I accepted the doctor’s hug and looked at the floor as enormously pregnant women discreetly looked my way, probably curious as to why I was in silent tears, probably correctly guessing why, and most likely grateful it wasn’t them.

I was still holding Connor when  Mark came in with Papa John’s pizza and cheese sticks—my favorite—for dinner hours later, this one little thing he felt he could do to help me out.  We’d had Papa John’s for dinner at one a.m. after our emergency room visit two years prior, I’d considered.

A few days later I went in to have a dilation and curettage.  It was still dark when I arrived at the same wing of the hospital where I’d had Connor.   The nurses were kind, speaking in kind of hushed tones as they stuck a needle in my arm and wheeled me to a room I hadn’t been to in my visit before.  It was all white and lights, colder and more sterile than the room where I’d had Connor.  I hadn’t had a reason to be in this room before.  This was a place to lose a child, not to have one.
I watched the ceiling as they pushed the medicine into the needle in my hand and when I awoke, January was gone.  I mumbled through sleep and anesthesia, asking if they could tell whether it was a boy or a girl.  The nurse shook her head sadly as she helped me off the bed.  She probably had to answer that question a lot. 
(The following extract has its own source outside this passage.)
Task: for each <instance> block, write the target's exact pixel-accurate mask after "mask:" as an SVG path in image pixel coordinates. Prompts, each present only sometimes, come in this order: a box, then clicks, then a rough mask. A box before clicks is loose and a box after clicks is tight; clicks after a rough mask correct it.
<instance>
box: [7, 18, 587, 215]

That night and for several nights after, I fell asleep on a pallet in Connor’s room, right next to him, and we ate a lot of takeout.  I returned to work a few days later and found some peace lilies on my desk.  The grief wasn’t mine, alone, this time, though it did linger with me for a long time, just like it had with Rhiannon.
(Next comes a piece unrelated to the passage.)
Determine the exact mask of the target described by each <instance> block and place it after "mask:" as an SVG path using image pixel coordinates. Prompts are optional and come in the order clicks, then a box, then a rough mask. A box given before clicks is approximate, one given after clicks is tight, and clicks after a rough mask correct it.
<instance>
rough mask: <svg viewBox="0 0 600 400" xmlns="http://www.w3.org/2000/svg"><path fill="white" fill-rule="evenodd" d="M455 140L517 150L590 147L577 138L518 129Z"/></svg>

It took my body a long time to readjust, too.  This pregnancy wasn’t released, like before, but rather taken from me, and so the weight gain and the hormones, the sensitivity, and the pain, both physical and emotional, stayed right where they were for a long time.
Until one day they weren’t.  I eventually began cooking for my family again.  I went jogging like I used to.  I saw movies with Mark, read novels, took Connor to the park and out for ice cream, worked on my new stories. 

And about eight months later, I was pregnant with my sweet Lydia.

So, we never got to meet Connor and Lydia’s siblings.  Those prayers went unanswered, but God did answer my prayers about Connor and Lydia, proving that He knows, of course He knows, what He’s doing.  We’ll get to meet them eventually. 

It’ll just be a little later than I’d originally hoped.